Barr: There's a lot of room to work on that issue. For example, on the issue of medical marijuana and the states' rights issues involving that. I'm very supportive of states' rights. I am also very supportive the concept of legitimate testing for the use of medical marijuana, and I'm very disappointed that the government has stood in the way of that. So there's a lot of room there. I'm working through some of those individual liberties issues but also believe very strongly that, just as when I was in the Republican Party, I did not agree with everything the Republican Party stood for, everything in its platform, and certainly there's a lot of room in the Libertarian Party for people who have differing views on drugs, or differing views on other issues, and that's the sign of a mature party, that it will accommodate those differences.
The recording of the entire interview is here. Listeners report that Barr made similar comments in a call to Neal Boortz's radio show yesterday. Gordon also passed along the following comments by the Marijuana Policy Project's Rob Kampia, which he said were for public consumption:
I've had the opportunity to meet with former Congressman Bob Barr on two occasions this fall. The conversations were quite interesting (and very civil), given that he was one of the three most problematic members of Congress for my organization since I co-founded MPP 12 years ago.

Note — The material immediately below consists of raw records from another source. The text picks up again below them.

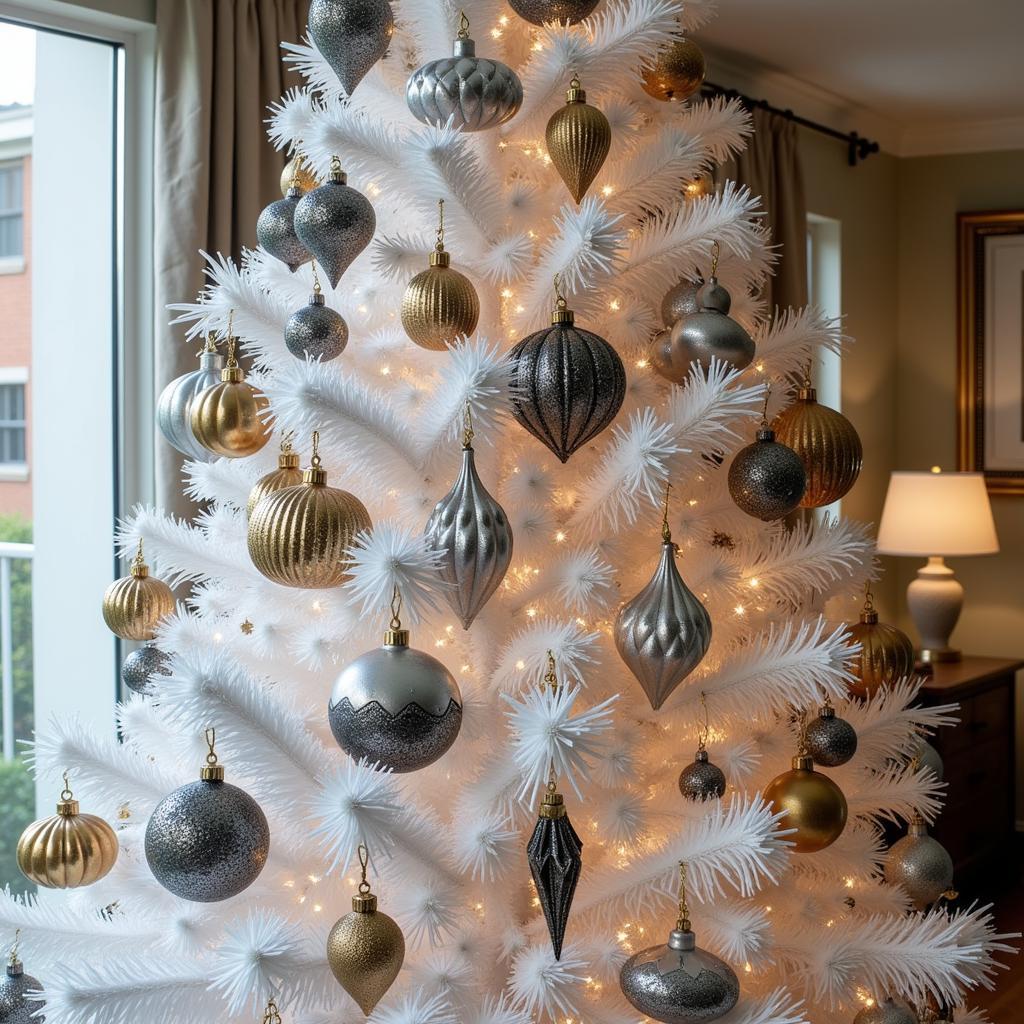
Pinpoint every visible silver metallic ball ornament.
[256,186,312,273]
[157,339,224,462]
[406,14,522,131]
[295,157,377,288]
[328,615,462,772]
[145,741,270,903]
[618,928,739,1024]
[307,0,394,96]
[886,816,953,910]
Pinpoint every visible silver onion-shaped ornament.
[157,341,224,462]
[618,922,739,1024]
[886,815,953,910]
[306,0,394,96]
[328,614,462,772]
[295,157,377,288]
[285,288,348,362]
[256,185,312,273]
[406,14,522,131]
[423,427,512,630]
[121,643,171,696]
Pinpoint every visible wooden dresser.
[921,655,1024,896]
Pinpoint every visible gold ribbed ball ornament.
[248,432,373,590]
[640,37,708,102]
[327,846,406,1016]
[17,772,118,889]
[848,586,913,697]
[771,378,864,509]
[764,750,847,853]
[401,200,480,352]
[545,75,611,203]
[191,322,272,459]
[246,433,302,517]
[103,539,174,640]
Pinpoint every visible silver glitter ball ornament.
[121,643,171,696]
[804,705,857,768]
[886,817,953,910]
[679,750,725,800]
[285,292,348,362]
[0,954,46,1024]
[157,351,224,462]
[295,158,377,288]
[853,995,918,1024]
[509,299,626,462]
[256,188,312,273]
[406,15,522,131]
[328,628,462,772]
[423,440,512,630]
[613,530,711,711]
[145,764,270,903]
[306,0,394,96]
[618,929,739,1024]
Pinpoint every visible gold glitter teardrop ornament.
[545,75,611,203]
[246,433,302,517]
[327,846,406,1016]
[640,37,708,102]
[191,322,272,459]
[401,200,480,352]
[17,772,118,889]
[771,378,864,509]
[248,432,373,590]
[103,540,174,640]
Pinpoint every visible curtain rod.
[702,82,880,167]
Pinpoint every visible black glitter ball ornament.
[145,729,270,903]
[510,282,626,462]
[729,427,807,522]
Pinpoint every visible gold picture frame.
[956,210,1024,495]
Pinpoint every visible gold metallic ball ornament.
[327,846,406,1016]
[545,75,611,204]
[640,37,708,102]
[771,378,864,509]
[401,200,480,352]
[17,772,118,889]
[103,540,174,640]
[191,325,272,459]
[248,432,373,590]
[764,752,847,853]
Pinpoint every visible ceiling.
[694,0,1024,155]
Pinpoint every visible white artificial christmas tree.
[6,0,1009,1024]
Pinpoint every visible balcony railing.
[0,541,35,761]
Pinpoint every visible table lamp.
[878,466,999,662]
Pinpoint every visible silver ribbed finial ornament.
[423,406,512,630]
[613,486,711,711]
[406,12,522,131]
[157,335,224,462]
[618,863,739,1024]
[306,0,394,96]
[295,157,377,288]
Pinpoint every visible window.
[0,161,25,260]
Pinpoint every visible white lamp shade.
[878,472,999,558]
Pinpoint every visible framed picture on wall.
[956,210,1024,495]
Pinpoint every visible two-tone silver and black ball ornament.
[145,729,270,903]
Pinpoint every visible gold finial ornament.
[17,772,118,889]
[248,431,373,590]
[401,200,480,352]
[545,75,611,204]
[191,313,271,459]
[327,845,406,1016]
[103,539,174,640]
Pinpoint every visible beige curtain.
[721,108,807,310]
[154,0,309,515]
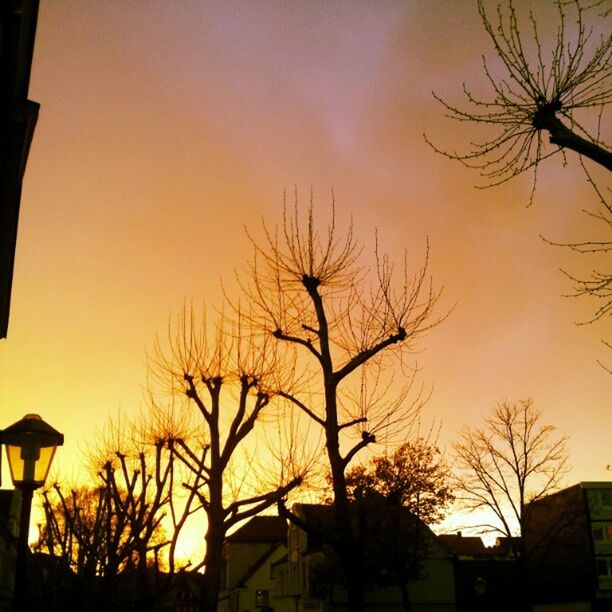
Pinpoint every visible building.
[219,504,455,612]
[0,489,20,612]
[526,482,612,612]
[219,516,287,612]
[0,0,39,338]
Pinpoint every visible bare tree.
[35,432,189,610]
[242,201,440,612]
[428,0,612,194]
[152,310,303,612]
[454,400,568,604]
[425,0,612,364]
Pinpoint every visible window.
[255,589,270,608]
[591,523,612,542]
[595,559,608,576]
[595,557,612,576]
[599,489,612,506]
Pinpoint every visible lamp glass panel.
[6,444,55,487]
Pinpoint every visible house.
[219,504,455,612]
[0,0,39,338]
[438,531,520,612]
[525,482,612,612]
[219,516,287,612]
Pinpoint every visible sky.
[0,0,612,512]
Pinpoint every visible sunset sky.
[0,0,612,506]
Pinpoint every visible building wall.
[583,482,612,598]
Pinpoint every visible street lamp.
[0,414,64,611]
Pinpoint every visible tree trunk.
[327,420,365,612]
[534,113,612,170]
[200,517,224,612]
[397,564,412,612]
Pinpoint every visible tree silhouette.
[454,400,568,608]
[242,201,440,612]
[425,0,612,369]
[428,0,612,194]
[346,438,454,612]
[152,310,303,612]
[35,432,189,610]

While serving in Congress from 1995 to 2003, he (1) prevented our 1998 medical marijuana initiative from taking effect in D.C., (2) took the anti-medical marijuana position while debating me on national TV, and (3) grilled me during my testimony before a congressional subcommittee in 2001. In addition, MPP orchestrated civil disobedience in his office on Capitol Hill, whereby a group of activists holding various signs chanted medical marijuana slogans in his office while we laid the body of a medical marijuana patient (with multiple sclerosis) in the doorway so that no one could get in or out.
But that's in the past; he has really come around on drug policy issues. He acknowledges that the drug war is a failure and it cannot be won, he has publicly come out in favor of states' rights for medical marijuana, and he wants to do whatever he can to shrink the size and reach of the federal government, which presumably includes the drug-war bureaucracy (the narcocracy)—DEA, ONDCP, NIDA. I support the notion of Mr. Barr taking a leadership position with the Libertarian Party; it's a win/win for him and the Party.
It's heartening to hear that Barr is having second thoughts about at least some aspects of the war on drugs. As I've said, his general orientation vis-a-vis civil liberties ought to make him skeptical of the doomed and disastrous effort to separate people from the intoxicants they want. Still, I have to wonder what he'll be arguing with Ethan Nadelmann about when they debate the medical marijuana issue in New York next month.